A solitary eye of cold stern light
Stared threateningly beyond the Western height,
Wrapped in the closing shadows of the night;
And all the peaceful earth had slept
But that eye stern vigil kept.

I wandered wearily I knew not where;
Up windy downs far-stretching, bleak and bare;
Through swamps that soddened under stagnant air;

In blackest woods and brambled mesh,
Thorny bushes tore my flesh:

Amid the ripening corn I heard it sigh,
Hollow and sad, as night crawled sluggishly:
Hollow and sadly sighed the corn while I
Moved darkly in the midst, a blight
Darkening more the hateful night.

My soul its hoarded secrets emptied on
The vaulted gloom of night: old fancies shone,
And consecrated ancient hopes long gone;
Old hopes that long had ceased to burn,
Gone, and never to return.

No starlight pierced the dense vault over head,
And all I loved was passing or had fled:
So on I wandered where the pathway led;
And wandered till my own abode
Spectral pale rose from the road.

What time I gained my home I saw the morn
Made dimly on the sullen East.
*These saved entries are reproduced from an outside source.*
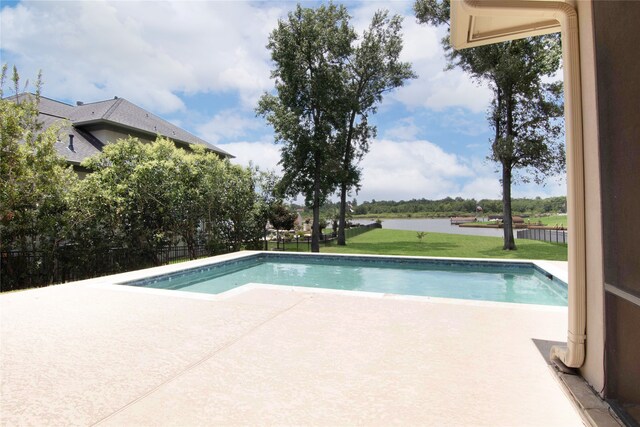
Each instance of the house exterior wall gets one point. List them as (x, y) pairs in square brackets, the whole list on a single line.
[(618, 95), (592, 370), (110, 135)]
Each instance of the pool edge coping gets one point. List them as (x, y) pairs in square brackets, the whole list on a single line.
[(116, 281)]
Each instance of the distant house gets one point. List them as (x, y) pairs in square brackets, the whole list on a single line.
[(96, 124)]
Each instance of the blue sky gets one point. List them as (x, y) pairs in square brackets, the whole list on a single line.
[(203, 64)]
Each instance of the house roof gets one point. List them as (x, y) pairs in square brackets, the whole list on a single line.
[(117, 112)]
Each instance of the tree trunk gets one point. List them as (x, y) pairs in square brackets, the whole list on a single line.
[(342, 221), (507, 220), (315, 228)]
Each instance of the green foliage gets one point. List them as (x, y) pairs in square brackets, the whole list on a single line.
[(328, 83), (34, 180), (307, 49), (149, 196), (372, 68), (281, 218), (525, 111)]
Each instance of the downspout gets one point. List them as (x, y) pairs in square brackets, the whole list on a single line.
[(573, 354)]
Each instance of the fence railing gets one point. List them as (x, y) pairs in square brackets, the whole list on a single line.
[(27, 269), (303, 243), (546, 235)]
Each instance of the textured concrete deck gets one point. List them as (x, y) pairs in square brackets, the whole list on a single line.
[(84, 354)]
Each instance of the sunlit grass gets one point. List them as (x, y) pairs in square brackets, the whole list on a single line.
[(401, 242)]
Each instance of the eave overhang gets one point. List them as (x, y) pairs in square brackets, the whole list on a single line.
[(492, 23)]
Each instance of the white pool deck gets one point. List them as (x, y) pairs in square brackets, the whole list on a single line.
[(91, 352)]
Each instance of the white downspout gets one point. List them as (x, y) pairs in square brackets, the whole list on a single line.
[(573, 354)]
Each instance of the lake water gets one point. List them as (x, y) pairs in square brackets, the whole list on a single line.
[(440, 225)]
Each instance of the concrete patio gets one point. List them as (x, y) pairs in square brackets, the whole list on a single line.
[(93, 353)]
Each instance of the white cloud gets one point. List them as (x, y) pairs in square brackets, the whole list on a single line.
[(435, 88), (404, 130), (412, 169), (228, 124), (144, 51), (264, 154)]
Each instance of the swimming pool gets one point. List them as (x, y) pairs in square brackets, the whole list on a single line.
[(516, 282)]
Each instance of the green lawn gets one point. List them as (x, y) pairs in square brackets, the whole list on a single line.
[(400, 242)]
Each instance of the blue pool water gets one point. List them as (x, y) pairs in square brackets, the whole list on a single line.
[(488, 281)]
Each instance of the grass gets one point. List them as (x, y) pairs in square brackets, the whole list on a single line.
[(401, 242)]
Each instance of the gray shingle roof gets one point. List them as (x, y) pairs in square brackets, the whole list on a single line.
[(117, 112), (123, 113)]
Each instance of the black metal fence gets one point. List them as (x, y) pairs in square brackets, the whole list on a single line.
[(303, 243), (28, 269), (546, 235)]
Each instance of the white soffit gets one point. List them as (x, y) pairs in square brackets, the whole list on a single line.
[(481, 22)]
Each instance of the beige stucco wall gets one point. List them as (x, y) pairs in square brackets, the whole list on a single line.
[(593, 369)]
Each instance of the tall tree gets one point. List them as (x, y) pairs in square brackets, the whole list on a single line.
[(372, 69), (525, 112), (34, 179), (308, 50)]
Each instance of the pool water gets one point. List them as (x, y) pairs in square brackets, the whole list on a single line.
[(487, 281)]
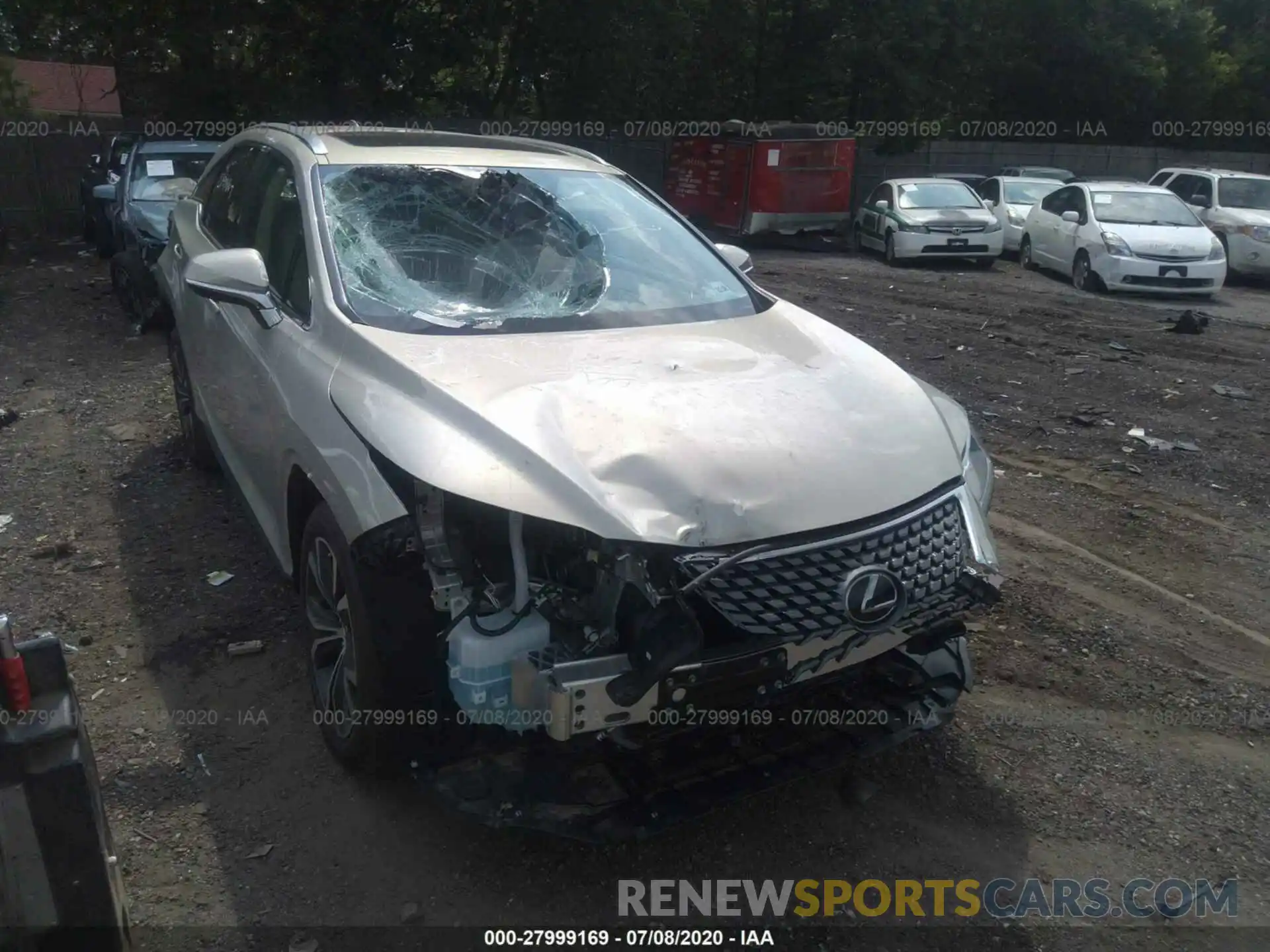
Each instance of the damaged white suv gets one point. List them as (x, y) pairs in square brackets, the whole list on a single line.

Wayworn
I went into the echoing house forlorn,
Heartsick and weary sought my room,
Better had it been my tomb.

I lay, and ever as my lids would close
In dull forgetfulness to slumberous doze,
Lone sounds of phantom tolling scared repose;
Till wearied nature, sore oppressed,
Slowly sank and dropped to rest.

X. WILL-O’-THE-WISP.

“Gone the sickness, fled the pain,
Health comes bounding back again,
And all my pulses tingle for delight.
Together what a pleasant thing
To ramble while the blackbirds sing,
And pasture lands are sparkling dewy bright!